James Gault reviews If The Dead Rise Not by Philip Kerr
This is a book of two halves in almost ever way. The protagonist, Kerr’s cynical German detective Bernhard Gunther, Noreen, his American love interest, and his nemesis, the crook Max Reles, all appear in both halves. But this is about the only unifying element that blends the two halves into a single novel.
The first half is set before World War 2, the second after. The first half takes place in Europe (Berlin and Vienna) while the author transports the reader to pre-Castro Cuba in the second. And while our pre-war hero fights political corruption with the courageous foolhardiness of youth, his post-war disillusioned incarnation seems to have lost all his vim and vigour. As a result the second half seems slightly insipid and lifeless, although it does recover after the murder about half-way through.
I’ve noticed the same loss of virility while reading the series as a whole.
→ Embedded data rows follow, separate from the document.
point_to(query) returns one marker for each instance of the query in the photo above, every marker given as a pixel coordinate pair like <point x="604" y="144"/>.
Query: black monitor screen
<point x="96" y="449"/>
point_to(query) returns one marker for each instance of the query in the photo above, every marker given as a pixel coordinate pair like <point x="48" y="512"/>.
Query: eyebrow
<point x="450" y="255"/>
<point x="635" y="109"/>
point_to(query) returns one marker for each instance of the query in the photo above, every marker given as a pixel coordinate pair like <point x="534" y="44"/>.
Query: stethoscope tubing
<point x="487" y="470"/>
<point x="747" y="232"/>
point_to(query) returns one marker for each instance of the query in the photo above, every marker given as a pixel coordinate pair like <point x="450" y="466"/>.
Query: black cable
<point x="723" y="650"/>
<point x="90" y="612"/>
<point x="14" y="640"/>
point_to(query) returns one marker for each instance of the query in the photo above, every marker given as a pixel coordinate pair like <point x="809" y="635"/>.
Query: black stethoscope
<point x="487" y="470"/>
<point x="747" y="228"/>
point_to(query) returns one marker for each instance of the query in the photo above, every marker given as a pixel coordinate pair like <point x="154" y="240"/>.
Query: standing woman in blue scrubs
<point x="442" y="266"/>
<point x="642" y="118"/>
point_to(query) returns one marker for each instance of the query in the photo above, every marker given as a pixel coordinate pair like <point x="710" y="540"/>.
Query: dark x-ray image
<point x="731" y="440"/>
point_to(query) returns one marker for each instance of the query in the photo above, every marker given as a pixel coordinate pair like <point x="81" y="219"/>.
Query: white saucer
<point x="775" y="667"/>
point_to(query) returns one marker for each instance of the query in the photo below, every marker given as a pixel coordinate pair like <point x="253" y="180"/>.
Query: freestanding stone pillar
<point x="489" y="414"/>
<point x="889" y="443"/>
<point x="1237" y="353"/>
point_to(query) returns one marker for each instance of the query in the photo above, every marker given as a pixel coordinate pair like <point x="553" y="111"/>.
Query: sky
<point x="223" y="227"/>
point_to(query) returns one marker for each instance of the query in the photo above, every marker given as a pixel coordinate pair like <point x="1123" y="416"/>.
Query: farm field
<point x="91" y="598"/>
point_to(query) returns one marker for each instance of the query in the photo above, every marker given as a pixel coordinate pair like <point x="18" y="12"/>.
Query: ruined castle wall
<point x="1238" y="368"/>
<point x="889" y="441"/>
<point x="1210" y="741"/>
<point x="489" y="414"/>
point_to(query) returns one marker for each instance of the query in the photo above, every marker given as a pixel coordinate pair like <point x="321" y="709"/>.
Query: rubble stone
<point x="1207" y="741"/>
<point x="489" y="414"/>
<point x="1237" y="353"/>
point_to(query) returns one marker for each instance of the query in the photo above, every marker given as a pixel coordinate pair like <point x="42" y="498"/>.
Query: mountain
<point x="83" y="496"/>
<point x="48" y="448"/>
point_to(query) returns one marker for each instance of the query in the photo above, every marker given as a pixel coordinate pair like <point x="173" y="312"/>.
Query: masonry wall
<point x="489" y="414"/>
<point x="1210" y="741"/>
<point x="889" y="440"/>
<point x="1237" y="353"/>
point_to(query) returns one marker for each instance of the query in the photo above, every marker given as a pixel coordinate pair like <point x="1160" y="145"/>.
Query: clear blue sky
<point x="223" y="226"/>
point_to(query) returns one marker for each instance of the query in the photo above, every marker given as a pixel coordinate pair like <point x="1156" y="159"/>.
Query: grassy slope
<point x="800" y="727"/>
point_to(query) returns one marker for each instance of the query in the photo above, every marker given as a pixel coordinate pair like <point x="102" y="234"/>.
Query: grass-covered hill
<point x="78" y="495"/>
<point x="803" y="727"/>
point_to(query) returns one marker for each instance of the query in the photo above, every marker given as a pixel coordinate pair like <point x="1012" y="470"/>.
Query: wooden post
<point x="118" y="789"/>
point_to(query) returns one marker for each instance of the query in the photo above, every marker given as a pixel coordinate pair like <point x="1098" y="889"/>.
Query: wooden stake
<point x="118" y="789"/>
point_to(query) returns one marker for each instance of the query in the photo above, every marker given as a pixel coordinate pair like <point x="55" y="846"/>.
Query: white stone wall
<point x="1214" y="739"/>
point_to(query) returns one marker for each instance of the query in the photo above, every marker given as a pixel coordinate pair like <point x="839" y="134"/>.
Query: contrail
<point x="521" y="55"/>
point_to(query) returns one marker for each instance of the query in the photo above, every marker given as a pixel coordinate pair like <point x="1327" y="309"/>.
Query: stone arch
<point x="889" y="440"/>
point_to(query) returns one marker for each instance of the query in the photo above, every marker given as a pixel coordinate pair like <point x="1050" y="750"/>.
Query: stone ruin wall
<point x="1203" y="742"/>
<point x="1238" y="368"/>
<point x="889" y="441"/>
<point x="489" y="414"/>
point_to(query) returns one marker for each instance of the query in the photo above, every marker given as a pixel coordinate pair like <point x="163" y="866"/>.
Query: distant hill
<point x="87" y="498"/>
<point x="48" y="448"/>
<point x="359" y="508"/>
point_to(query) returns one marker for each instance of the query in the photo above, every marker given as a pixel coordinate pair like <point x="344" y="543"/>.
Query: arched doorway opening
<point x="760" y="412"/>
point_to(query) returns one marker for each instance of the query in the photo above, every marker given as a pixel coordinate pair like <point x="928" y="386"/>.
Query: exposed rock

With youth on his side and Hitler to hate, Bernie Gunther is a character that jumps off the page and grabs you by the throat. Older and relocated away from his home territory, to the Caribbean or the south of France, he’s just not the same man. This change of character may be a point the author wanted to make, bit it can’t avoid taking the edge off the intrigue a little.
But don’t let this little criticism put you off reading this. Kerr was a master of his craft and this is still a five star read. Enjoy it!